Las manchas generalmente comienzan en las piernas inferiores y pueden extenderse lentamente hacia arriba con el tiempo. En algunos casos, las manchas pueden extenderse a otras áreas del cuerpo, incluidas las palmas. La PPP es generalmente asintomática, con la mayoría de los individuos sin experimentar síntomas internos o efectos sistémicos. Sin embargo, puede ocurrir picazón en algunos casos, particularmente en formas más extensas de la afección. La naturaleza progresiva de la PPP es evidente en su tendencia a persistir con el tiempo, con algunos pacientes experimentando episodios de recurrencia. En muchos casos, la PPP puede resolverse espontáneamente en semanas, pero en otros casos, puede persistir durante años, requiriendo manejo continuo.

 

Etiología
La causa exacta de la PPP permanece poco clara. Sin embargo, el examen histopatológico de la piel afectada típicamente revela inflamación alrededor de los pequeños capilares, que están dañados y permeables, lo que lleva a la extravasación de glóbulos rojos y la posterior formación de los puntos rojos característicos. Aunque no se ha identificado un factor causante único, se han sugerido varios desencadenantes potenciales:

  • Medicamentos: Ciertos medicamentos recetados, particularmente aquellos con efectos anticoagulantes u otras implicaciones vasculares, pueden provocar PPP.
  • Alérgenos: Las alergias a tintes de ropa, caucho, conservantes alimentarios o agentes colorantes artificiales también se han relacionado con el desarrollo de PPP.
  • Enfermedades Cutáneas Subyacentes: La PPP puede surgir ocasionalmente secundaria a otras afecciones dermatológicas.
  • Anomalías Vasculares: En algunos casos, la PPP puede ser causada por venas o arterias anormales debajo de la piel, lo que potencialmente requiere medias de compresión o intervención quirúrgica para resolverse.

 

Diagnóstico
La PPP se diagnostica principalmente a través de la evaluación clínica, con confirmación histopatológica a menudo requerida para diferenciarla de otras afecciones similares. Una biopsia de piel típicamente revela inflamación perivascular alrededor de los capilares y eritrocitos extravasados. Los puntos rojos característicos son resultado de la sangre que se filtra a través de las paredes capilares dañadas, mientras que la decoloración marrón se debe a los depósitos de hemosiderina.
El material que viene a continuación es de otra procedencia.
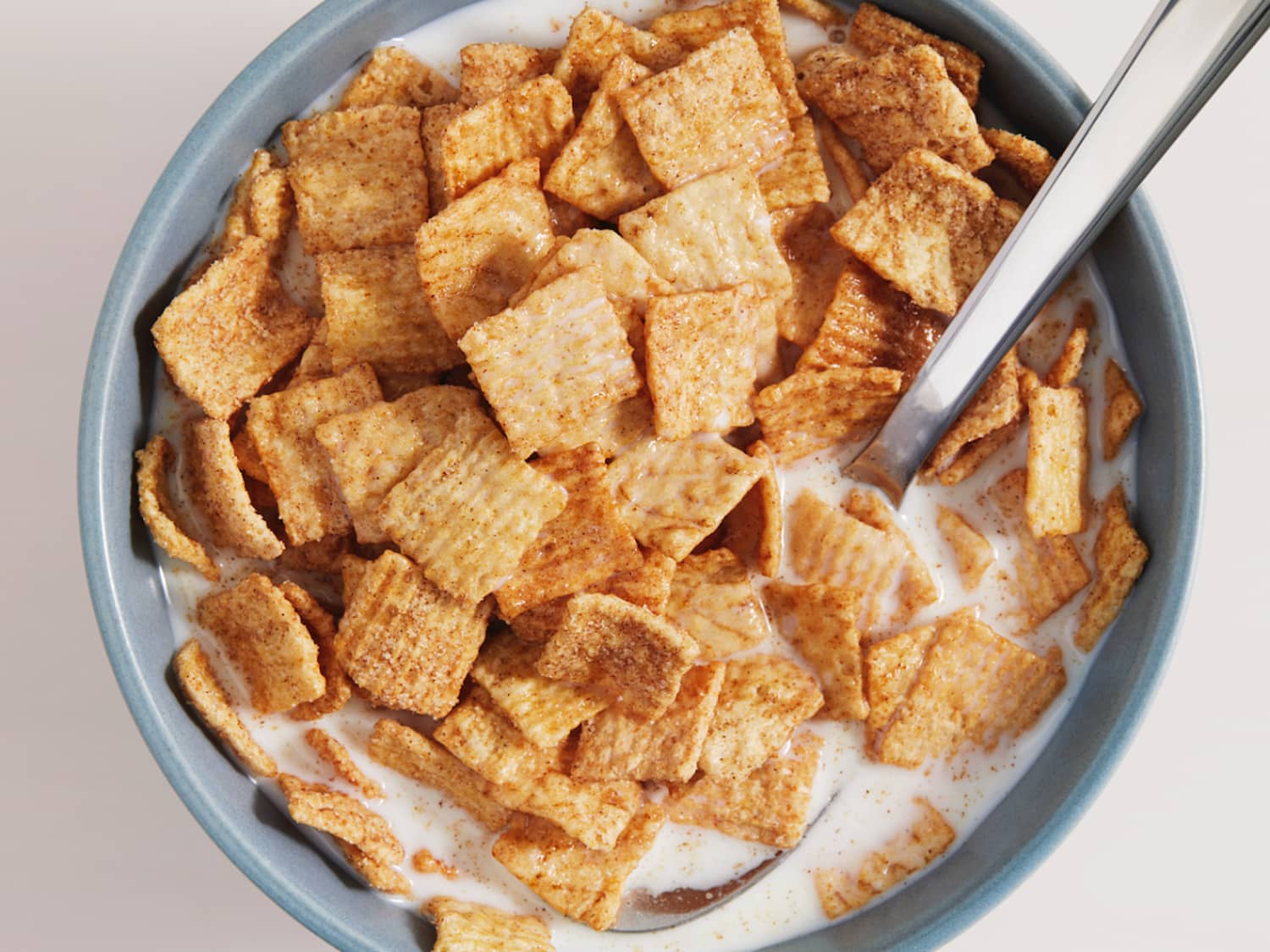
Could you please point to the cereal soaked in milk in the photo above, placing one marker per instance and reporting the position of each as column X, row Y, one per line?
column 858, row 805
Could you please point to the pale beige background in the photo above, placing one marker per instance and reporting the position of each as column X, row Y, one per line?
column 97, row 850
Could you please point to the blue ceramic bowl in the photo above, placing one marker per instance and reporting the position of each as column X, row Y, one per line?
column 1038, row 96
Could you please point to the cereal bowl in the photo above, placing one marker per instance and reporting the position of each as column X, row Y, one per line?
column 130, row 598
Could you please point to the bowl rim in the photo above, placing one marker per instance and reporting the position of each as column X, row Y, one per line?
column 119, row 312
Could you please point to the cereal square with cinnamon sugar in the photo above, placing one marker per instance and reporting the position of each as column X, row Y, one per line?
column 544, row 710
column 929, row 228
column 770, row 805
column 683, row 335
column 406, row 642
column 553, row 360
column 601, row 169
column 764, row 698
column 619, row 746
column 267, row 642
column 716, row 108
column 676, row 493
column 584, row 545
column 597, row 40
column 358, row 177
column 531, row 121
column 470, row 927
column 470, row 509
column 284, row 428
column 223, row 338
column 726, row 206
column 820, row 621
column 622, row 649
column 693, row 30
column 480, row 249
column 373, row 448
column 713, row 599
column 579, row 883
column 376, row 312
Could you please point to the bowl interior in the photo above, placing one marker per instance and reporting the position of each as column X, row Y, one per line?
column 130, row 602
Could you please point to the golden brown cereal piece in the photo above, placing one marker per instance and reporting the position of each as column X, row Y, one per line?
column 203, row 692
column 814, row 261
column 391, row 76
column 480, row 249
column 715, row 109
column 211, row 476
column 701, row 360
column 995, row 406
column 754, row 528
column 426, row 862
column 1119, row 556
column 1123, row 406
column 820, row 622
column 1048, row 571
column 876, row 32
column 617, row 746
column 817, row 10
column 594, row 812
column 973, row 551
column 896, row 102
column 925, row 840
column 544, row 710
column 764, row 698
column 870, row 324
column 267, row 641
column 676, row 493
column 728, row 207
column 284, row 428
column 798, row 178
column 157, row 512
column 337, row 757
column 436, row 118
column 488, row 70
column 470, row 510
column 376, row 312
column 813, row 409
column 714, row 602
column 1067, row 367
column 373, row 448
column 343, row 817
column 916, row 588
column 480, row 735
column 469, row 927
column 597, row 40
column 404, row 641
column 531, row 121
column 579, row 883
column 853, row 174
column 553, row 360
column 1057, row 461
column 322, row 629
column 357, row 177
column 423, row 759
column 836, row 548
column 223, row 338
column 1030, row 162
column 770, row 805
column 693, row 30
column 584, row 545
column 929, row 228
column 627, row 650
column 601, row 169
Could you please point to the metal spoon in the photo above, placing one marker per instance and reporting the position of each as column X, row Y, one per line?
column 1181, row 56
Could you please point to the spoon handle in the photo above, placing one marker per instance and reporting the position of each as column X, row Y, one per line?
column 1181, row 56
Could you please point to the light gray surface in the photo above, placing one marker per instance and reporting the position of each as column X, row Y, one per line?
column 101, row 850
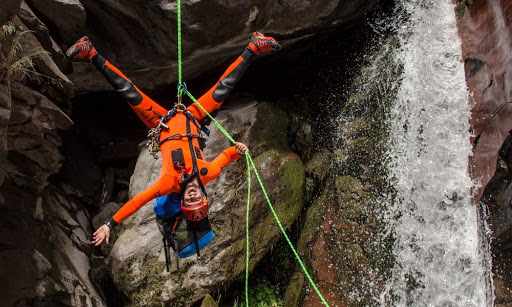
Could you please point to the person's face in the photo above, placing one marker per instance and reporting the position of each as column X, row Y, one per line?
column 193, row 196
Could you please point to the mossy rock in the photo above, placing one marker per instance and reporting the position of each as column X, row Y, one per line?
column 208, row 301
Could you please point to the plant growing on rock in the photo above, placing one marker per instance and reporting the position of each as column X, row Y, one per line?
column 16, row 65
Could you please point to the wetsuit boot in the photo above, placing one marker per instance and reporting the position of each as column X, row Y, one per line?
column 82, row 50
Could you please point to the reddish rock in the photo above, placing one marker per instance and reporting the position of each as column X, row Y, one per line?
column 486, row 32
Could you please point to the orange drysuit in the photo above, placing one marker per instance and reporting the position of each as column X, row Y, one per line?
column 175, row 151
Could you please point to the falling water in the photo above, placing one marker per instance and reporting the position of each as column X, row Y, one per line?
column 434, row 223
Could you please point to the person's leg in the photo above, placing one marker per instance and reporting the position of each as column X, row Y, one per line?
column 145, row 108
column 212, row 100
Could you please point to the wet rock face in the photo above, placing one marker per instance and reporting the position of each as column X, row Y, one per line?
column 485, row 28
column 50, row 242
column 8, row 9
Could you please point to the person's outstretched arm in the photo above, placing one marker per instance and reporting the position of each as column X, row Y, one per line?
column 145, row 108
column 165, row 185
column 227, row 156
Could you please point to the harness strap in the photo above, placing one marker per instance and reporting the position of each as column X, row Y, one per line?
column 176, row 247
column 179, row 136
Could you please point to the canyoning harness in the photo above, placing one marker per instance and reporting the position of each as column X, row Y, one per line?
column 184, row 236
column 154, row 143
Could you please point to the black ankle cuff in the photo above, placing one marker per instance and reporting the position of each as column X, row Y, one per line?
column 248, row 55
column 98, row 61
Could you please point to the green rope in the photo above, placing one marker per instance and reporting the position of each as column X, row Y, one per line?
column 285, row 235
column 249, row 164
column 179, row 43
column 247, row 157
column 267, row 198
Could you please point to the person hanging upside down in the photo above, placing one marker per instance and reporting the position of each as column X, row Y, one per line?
column 178, row 135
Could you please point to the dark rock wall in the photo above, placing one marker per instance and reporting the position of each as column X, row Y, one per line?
column 486, row 31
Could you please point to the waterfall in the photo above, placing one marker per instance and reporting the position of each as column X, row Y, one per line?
column 432, row 219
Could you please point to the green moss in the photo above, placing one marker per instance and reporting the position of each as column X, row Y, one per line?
column 313, row 220
column 460, row 10
column 270, row 129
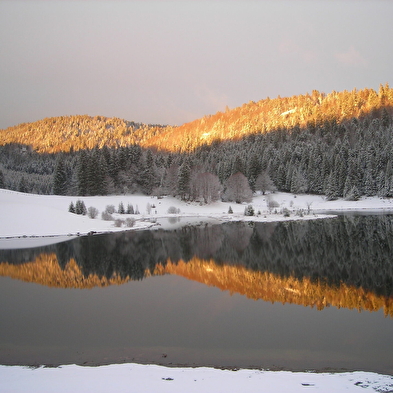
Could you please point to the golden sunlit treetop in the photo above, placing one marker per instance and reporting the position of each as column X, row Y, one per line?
column 67, row 133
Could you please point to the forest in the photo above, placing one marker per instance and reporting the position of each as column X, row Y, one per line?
column 337, row 144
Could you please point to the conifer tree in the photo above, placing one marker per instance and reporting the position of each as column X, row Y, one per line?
column 2, row 181
column 183, row 184
column 60, row 178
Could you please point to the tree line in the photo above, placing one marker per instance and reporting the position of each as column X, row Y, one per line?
column 349, row 159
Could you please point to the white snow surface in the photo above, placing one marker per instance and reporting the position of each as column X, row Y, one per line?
column 130, row 377
column 30, row 215
column 42, row 219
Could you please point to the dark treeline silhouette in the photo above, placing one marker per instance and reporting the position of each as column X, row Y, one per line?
column 338, row 145
column 354, row 250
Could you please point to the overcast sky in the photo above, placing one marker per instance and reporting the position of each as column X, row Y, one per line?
column 171, row 62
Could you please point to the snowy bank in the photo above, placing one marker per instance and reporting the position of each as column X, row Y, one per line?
column 150, row 378
column 29, row 215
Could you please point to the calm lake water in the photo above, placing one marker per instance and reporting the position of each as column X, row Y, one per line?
column 296, row 295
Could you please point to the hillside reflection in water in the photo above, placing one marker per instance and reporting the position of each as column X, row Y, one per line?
column 344, row 263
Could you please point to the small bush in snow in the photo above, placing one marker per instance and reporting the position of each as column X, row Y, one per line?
column 71, row 209
column 300, row 213
column 80, row 207
column 249, row 211
column 106, row 216
column 121, row 209
column 92, row 212
column 130, row 222
column 118, row 222
column 173, row 210
column 110, row 209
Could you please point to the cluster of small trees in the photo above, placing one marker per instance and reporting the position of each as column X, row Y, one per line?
column 333, row 155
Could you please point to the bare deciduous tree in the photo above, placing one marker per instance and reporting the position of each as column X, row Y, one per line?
column 206, row 186
column 264, row 183
column 237, row 189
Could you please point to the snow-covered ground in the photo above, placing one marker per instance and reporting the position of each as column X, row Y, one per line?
column 47, row 215
column 38, row 217
column 151, row 378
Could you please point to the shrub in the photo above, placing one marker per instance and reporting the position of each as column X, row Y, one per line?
column 118, row 222
column 249, row 211
column 271, row 204
column 130, row 209
column 71, row 209
column 121, row 210
column 106, row 216
column 173, row 210
column 130, row 222
column 92, row 212
column 80, row 207
column 110, row 209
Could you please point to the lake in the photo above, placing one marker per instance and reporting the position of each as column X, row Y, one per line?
column 299, row 295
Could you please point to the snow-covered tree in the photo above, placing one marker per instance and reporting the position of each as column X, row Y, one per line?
column 237, row 189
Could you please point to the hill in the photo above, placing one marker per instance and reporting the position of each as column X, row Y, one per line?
column 67, row 133
column 308, row 111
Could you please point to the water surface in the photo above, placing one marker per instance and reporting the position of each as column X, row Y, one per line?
column 297, row 295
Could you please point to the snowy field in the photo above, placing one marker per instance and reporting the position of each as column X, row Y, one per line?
column 38, row 218
column 158, row 379
column 32, row 215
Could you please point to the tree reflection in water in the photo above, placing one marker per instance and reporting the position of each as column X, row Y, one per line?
column 345, row 262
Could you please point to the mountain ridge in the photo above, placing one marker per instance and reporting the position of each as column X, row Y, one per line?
column 66, row 133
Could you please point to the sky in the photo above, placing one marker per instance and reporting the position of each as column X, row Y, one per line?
column 171, row 62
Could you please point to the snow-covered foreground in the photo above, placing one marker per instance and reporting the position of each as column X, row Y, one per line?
column 150, row 378
column 47, row 215
column 42, row 219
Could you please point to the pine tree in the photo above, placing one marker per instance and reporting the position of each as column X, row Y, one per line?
column 60, row 178
column 83, row 185
column 22, row 187
column 254, row 169
column 2, row 181
column 183, row 183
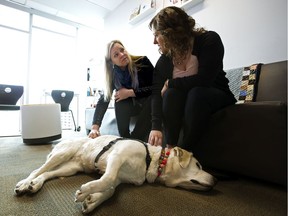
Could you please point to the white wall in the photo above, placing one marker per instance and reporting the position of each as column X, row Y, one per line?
column 252, row 30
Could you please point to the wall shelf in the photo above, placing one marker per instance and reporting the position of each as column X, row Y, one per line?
column 190, row 3
column 142, row 15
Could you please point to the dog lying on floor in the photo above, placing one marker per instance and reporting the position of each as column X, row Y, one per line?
column 120, row 161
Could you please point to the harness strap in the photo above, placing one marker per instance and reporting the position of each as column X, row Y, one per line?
column 111, row 143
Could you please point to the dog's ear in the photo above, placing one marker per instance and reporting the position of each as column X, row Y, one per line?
column 184, row 156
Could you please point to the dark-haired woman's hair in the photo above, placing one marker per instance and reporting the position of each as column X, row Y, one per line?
column 178, row 30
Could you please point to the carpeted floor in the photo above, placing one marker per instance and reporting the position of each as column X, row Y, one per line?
column 238, row 197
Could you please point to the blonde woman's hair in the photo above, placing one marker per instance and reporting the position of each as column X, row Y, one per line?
column 132, row 68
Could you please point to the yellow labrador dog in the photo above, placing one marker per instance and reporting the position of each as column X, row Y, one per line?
column 120, row 161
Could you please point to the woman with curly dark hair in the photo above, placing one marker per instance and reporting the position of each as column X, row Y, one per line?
column 189, row 83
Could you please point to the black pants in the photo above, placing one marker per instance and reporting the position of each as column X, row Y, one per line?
column 138, row 108
column 192, row 111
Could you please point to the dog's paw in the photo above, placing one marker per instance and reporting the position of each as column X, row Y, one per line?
column 28, row 186
column 79, row 196
column 22, row 187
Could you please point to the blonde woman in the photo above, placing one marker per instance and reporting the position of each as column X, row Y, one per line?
column 131, row 79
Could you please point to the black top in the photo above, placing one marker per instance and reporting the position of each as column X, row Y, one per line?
column 145, row 77
column 209, row 50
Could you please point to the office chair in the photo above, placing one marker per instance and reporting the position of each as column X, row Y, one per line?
column 64, row 98
column 9, row 96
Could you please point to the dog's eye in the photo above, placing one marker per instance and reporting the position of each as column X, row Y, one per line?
column 198, row 165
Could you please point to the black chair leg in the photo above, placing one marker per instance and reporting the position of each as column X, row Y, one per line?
column 75, row 128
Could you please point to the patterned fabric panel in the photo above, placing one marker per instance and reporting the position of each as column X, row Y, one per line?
column 248, row 86
column 235, row 78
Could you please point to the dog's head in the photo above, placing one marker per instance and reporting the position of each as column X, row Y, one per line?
column 183, row 170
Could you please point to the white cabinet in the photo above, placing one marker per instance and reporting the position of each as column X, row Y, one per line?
column 146, row 9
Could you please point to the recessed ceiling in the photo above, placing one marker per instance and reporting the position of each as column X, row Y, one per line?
column 82, row 11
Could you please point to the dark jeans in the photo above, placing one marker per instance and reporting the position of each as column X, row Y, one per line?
column 126, row 109
column 192, row 111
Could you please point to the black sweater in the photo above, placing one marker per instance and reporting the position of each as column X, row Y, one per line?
column 145, row 77
column 209, row 50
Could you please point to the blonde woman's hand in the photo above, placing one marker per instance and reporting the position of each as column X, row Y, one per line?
column 123, row 94
column 155, row 138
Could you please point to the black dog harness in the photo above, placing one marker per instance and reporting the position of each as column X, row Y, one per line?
column 110, row 144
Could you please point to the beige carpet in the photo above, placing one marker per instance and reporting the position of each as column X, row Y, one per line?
column 238, row 197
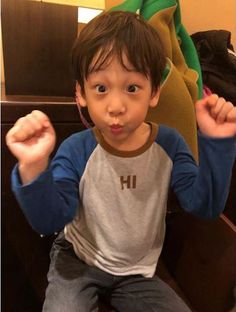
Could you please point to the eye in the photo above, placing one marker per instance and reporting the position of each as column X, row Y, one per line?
column 132, row 88
column 100, row 88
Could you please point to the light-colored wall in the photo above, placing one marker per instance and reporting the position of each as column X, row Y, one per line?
column 200, row 15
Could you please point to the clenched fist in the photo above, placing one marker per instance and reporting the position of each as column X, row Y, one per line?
column 31, row 140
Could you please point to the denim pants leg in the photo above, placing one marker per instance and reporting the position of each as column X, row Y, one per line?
column 140, row 294
column 72, row 287
column 75, row 287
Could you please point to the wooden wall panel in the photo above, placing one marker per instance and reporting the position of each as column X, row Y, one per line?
column 37, row 40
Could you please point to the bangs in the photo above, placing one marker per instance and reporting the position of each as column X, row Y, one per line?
column 118, row 49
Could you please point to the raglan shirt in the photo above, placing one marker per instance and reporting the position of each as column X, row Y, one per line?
column 112, row 204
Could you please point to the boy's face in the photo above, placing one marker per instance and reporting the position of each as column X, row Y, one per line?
column 118, row 101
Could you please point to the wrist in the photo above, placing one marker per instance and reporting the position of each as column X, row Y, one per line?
column 30, row 171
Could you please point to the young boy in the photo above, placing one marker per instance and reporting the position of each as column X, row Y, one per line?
column 107, row 186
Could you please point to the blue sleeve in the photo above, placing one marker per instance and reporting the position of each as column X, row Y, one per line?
column 52, row 199
column 202, row 189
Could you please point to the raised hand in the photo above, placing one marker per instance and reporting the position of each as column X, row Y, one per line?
column 216, row 117
column 31, row 140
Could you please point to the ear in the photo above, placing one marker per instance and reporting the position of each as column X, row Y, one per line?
column 80, row 97
column 154, row 98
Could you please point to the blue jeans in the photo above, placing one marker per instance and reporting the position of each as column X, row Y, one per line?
column 75, row 287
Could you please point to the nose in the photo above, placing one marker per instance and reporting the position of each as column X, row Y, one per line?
column 116, row 106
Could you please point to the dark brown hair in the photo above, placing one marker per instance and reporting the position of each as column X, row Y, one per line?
column 113, row 34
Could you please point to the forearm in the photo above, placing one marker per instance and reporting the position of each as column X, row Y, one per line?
column 48, row 206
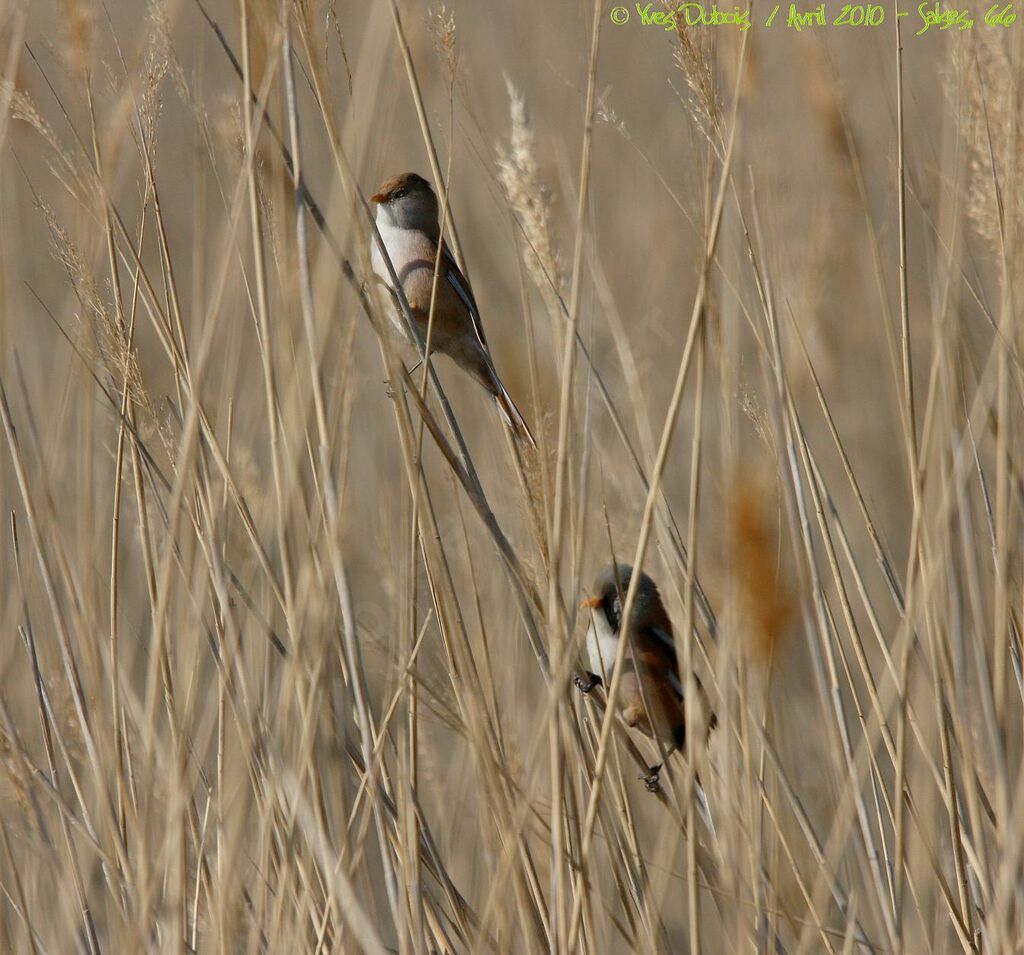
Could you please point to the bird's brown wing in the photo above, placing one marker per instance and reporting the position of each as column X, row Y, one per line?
column 465, row 292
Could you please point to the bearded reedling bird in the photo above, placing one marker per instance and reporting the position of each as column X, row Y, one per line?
column 408, row 220
column 650, row 693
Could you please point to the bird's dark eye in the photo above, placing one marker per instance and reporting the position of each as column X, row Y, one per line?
column 613, row 611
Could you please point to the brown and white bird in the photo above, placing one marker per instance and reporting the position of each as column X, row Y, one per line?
column 408, row 220
column 650, row 693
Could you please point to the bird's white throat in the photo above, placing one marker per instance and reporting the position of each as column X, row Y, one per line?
column 602, row 644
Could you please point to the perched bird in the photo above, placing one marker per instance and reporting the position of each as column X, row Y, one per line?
column 408, row 220
column 650, row 692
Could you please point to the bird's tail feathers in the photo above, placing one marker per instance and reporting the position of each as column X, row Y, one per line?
column 512, row 417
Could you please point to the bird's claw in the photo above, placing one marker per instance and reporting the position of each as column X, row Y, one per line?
column 586, row 682
column 651, row 779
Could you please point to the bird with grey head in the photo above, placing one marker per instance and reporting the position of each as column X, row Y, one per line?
column 408, row 218
column 651, row 692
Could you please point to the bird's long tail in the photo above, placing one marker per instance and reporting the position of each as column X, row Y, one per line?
column 511, row 415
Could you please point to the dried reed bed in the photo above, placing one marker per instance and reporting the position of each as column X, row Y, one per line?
column 289, row 624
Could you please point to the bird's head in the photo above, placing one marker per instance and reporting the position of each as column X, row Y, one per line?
column 407, row 201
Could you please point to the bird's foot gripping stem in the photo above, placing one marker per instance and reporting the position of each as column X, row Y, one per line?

Una biopsia puede ser útil para confirmar el diagnóstico y excluir otras causas potenciales de cambios cutáneos similares.

 

Opciones de Tratamiento
El tratamiento de la PPP generalmente está dirigido a aliviar los síntomas y prevenir una mayor progresión, aunque en muchos casos, el tratamiento no es necesario, ya que la PPP puede resolverse espontáneamente. Las opciones de manejo incluyen tanto tratamientos tópicos como terapias sistémicas, dependiendo de la gravedad y extensión de la enfermedad.

  • Tratamientos Tópicos:
      • Corticosteroides: Las cremas con esteroides recetadas, particularmente aquellas de potencia moderada a potente, se usan comúnmente para reducir la inflamación y controlar la picazón. En algunos casos, el uso de corticosteroides puede llevar a la resolución completa de las lesiones, especialmente si están localizadas y no son extensas.
  • Tratamientos Sistémicos:
      • Pentoxifilina: Para casos más extensos, se puede considerar la pentoxifilina oral. La pentoxifilina mejora la circulación y se ha demostrado que tiene un efecto terapéutico en la PPP, aunque puede tomar varios meses para que los resultados sean evidentes. Generalmente es bien tolerada, siendo el malestar estomacal un efecto secundario raro.
  • Suplementación Vitamínica:
      • Algunos estudios y evidencia anecdótica sugieren que la vitamina C (500 mg dos veces al día) y los complejos de bioflavonoides que contienen rutina pueden ayudar en el manejo de la PPP al apoyar la salud vascular y promover la resolución de los depósitos de hemosiderina.
  • Intervenciones Vasculares:
    • En casos donde la PPP es causada por estructuras vasculares anormales, pueden ser necesarias intervenciones como medias de compresión o procedimientos quirúrgicos para corregir problemas vasculares subyacentes.

 

Pronóstico y Manejo a Largo Plazo
La PPP típicamente no es una afección potencialmente mortal, y la mayoría de los pacientes experimentan solo problemas cosméticos. Sin embargo, la afección puede persistir o recurrir con el tiempo, y puede requerir tratamiento continuo en algunos casos. En muchos individuos, la PPP se resuelve espontáneamente después de unas pocas semanas, aunque puede ocurrir recurrencia. En casos raros, particularmente cuando se asocia con anomalías vasculares, pueden ser necesarias intervenciones más invasivas.

 

Conclusión
La púrpura pigmentaria progresiva (PPP) es un grupo de afecciones relacionadas que resultan en las lesiones cutáneas características de color óxido debido a la extravasación de sangre de los capilares dañados. La afección es típicamente benigna y autolimitada, aunque el tratamiento puede ser necesario para el alivio sintomático, particularmente en casos con lesiones extensas o persistentes. Las opciones de tratamiento actuales incluyen corticosteroides tópicos, pentoxifilina y suplementación vitamínica. Un enfoque de tratamiento personalizado, dependiendo de la gravedad y las causas subyacentes, puede manejar efectivamente la PPP y reducir el impacto en la calidad de vida de los pacientes.

 

Referencias

  1. Fraga, M. L., & González-Melchor, L. (2022). Progressive pigmentary purpura: A review of pathogenesis and management. Journal of Dermatological Research, 34(2), 113-120.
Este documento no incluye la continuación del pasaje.